Dans un dernier article, Sylvie Sagnes propose une réflexion inattendue mais fort intéressante en faisant état des liens établis par certains entre patronyme, patrie et patrimoine. Elle développe une analyse prenant pour objet les discours et entreprises de quelques défenseurs du « patrimoine patronymique » français, qui s’inquiètent de l’éventuel déclin des patronymes découlant de la baisse de la fécondité combinée à la non-transmission du nom des mères. Derrière les mathématiques des noms des défenseurs de ce patrimoine, l’auteure débusque quelques « crispations conservatrices et réactionnaires » qui feraient écho à l’enrichissement du paysage patronymique français, dans lequel les N’Guyen sont désormais plus nombreux que les Lebreton et où les Diawara ont supplanté les Labbé, pour ne nommer que ceux-là.

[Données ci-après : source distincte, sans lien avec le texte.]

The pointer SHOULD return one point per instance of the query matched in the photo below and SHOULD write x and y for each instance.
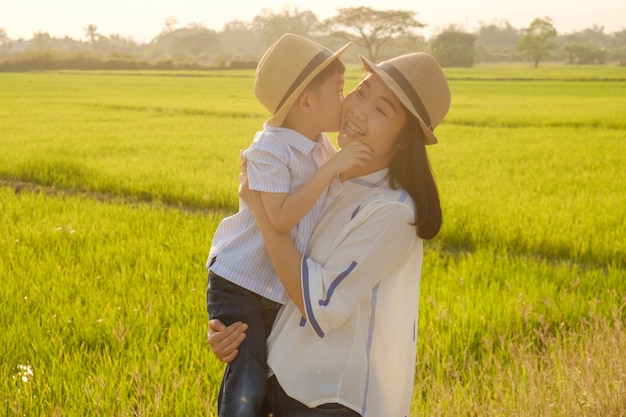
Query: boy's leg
(244, 383)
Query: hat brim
(279, 117)
(430, 137)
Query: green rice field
(113, 183)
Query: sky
(142, 20)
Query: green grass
(114, 182)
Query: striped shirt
(360, 285)
(280, 160)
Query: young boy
(291, 161)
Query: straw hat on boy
(286, 69)
(418, 81)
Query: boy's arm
(286, 210)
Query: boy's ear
(304, 102)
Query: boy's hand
(225, 340)
(354, 153)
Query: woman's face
(373, 115)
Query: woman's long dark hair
(410, 169)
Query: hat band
(317, 60)
(408, 89)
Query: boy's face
(328, 102)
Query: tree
(371, 29)
(455, 48)
(272, 26)
(4, 38)
(536, 40)
(91, 31)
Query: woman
(347, 339)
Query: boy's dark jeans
(244, 383)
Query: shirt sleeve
(376, 243)
(268, 165)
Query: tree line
(377, 34)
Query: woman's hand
(224, 340)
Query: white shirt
(360, 283)
(280, 160)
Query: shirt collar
(295, 139)
(373, 179)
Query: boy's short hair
(287, 67)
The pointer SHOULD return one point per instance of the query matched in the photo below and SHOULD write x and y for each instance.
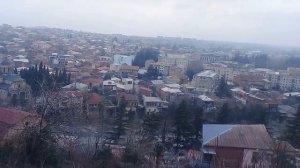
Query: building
(13, 122)
(233, 145)
(207, 103)
(162, 68)
(130, 100)
(179, 60)
(153, 104)
(93, 101)
(12, 86)
(128, 70)
(76, 86)
(251, 81)
(123, 59)
(71, 102)
(205, 81)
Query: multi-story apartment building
(205, 81)
(179, 60)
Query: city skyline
(262, 22)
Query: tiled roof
(237, 136)
(128, 67)
(12, 116)
(4, 86)
(94, 98)
(73, 94)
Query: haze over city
(257, 21)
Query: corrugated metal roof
(238, 136)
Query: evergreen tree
(151, 124)
(182, 126)
(103, 157)
(119, 122)
(39, 77)
(15, 71)
(152, 72)
(197, 124)
(293, 132)
(143, 55)
(190, 74)
(223, 115)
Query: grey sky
(260, 21)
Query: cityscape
(81, 99)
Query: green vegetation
(143, 55)
(39, 77)
(293, 132)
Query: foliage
(103, 157)
(143, 55)
(119, 122)
(39, 77)
(190, 74)
(151, 123)
(158, 153)
(197, 124)
(35, 149)
(130, 155)
(152, 72)
(224, 114)
(182, 126)
(293, 132)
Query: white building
(180, 60)
(205, 81)
(123, 59)
(153, 104)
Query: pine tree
(182, 126)
(223, 115)
(119, 122)
(151, 124)
(197, 123)
(293, 132)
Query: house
(249, 81)
(76, 86)
(93, 102)
(144, 90)
(207, 103)
(123, 59)
(205, 81)
(12, 86)
(109, 87)
(233, 146)
(153, 104)
(71, 101)
(13, 122)
(130, 100)
(128, 70)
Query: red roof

Les articles du recueil sont dans l’ensemble intéressants, à plus forte raison qu’ils font la lumière sur des questions encore peu explorées par l’anthropologie en regard de nos sociétés. La plupart demeurent toutefois étroitement collés à leurs terrains et objets et donc aussi plutôt descriptifs. Selon le point de vue, on y verra tantôt une force, tantôt une faiblesse. Le choix de s’en tenir essentiellement au contexte franco-québécois (à une exception près), s’il permet de faire ressortir la singularité de chacune des régions étudiées, limite aussi le travail d’élaboration théorique, qui aurait pu prendre la forme d’une synthèse portant plus largement sur les contextes « occidentaux contemporains », comme le suggère le titre de l’ouvrage. La collection de textes permet cependant tout de même aux directrices de la publication de faire une intéressante synthèse (en introduction) de la littérature portant sur le sujet, plus particulièrement en regard des situations coloniales. Elle est également l’occasion de dégager quelques tendances plus générales, allant notamment dans le sens d’un assouplissement des législations encadrant la dénomination des enfants, laquelle coïncide avec une volonté croissante de choisir le nom plus librement et d’y exprimer sa singularité. L’ouvrage contribue en outre à bien faire ressortir la richesse et l’intérêt des pratiques et usages entourant l’acte de nommer, lequel renvoie finalement toujours à la recherche d’un équilibre entre le besoin de singulariser et celui de marquer des appartenances.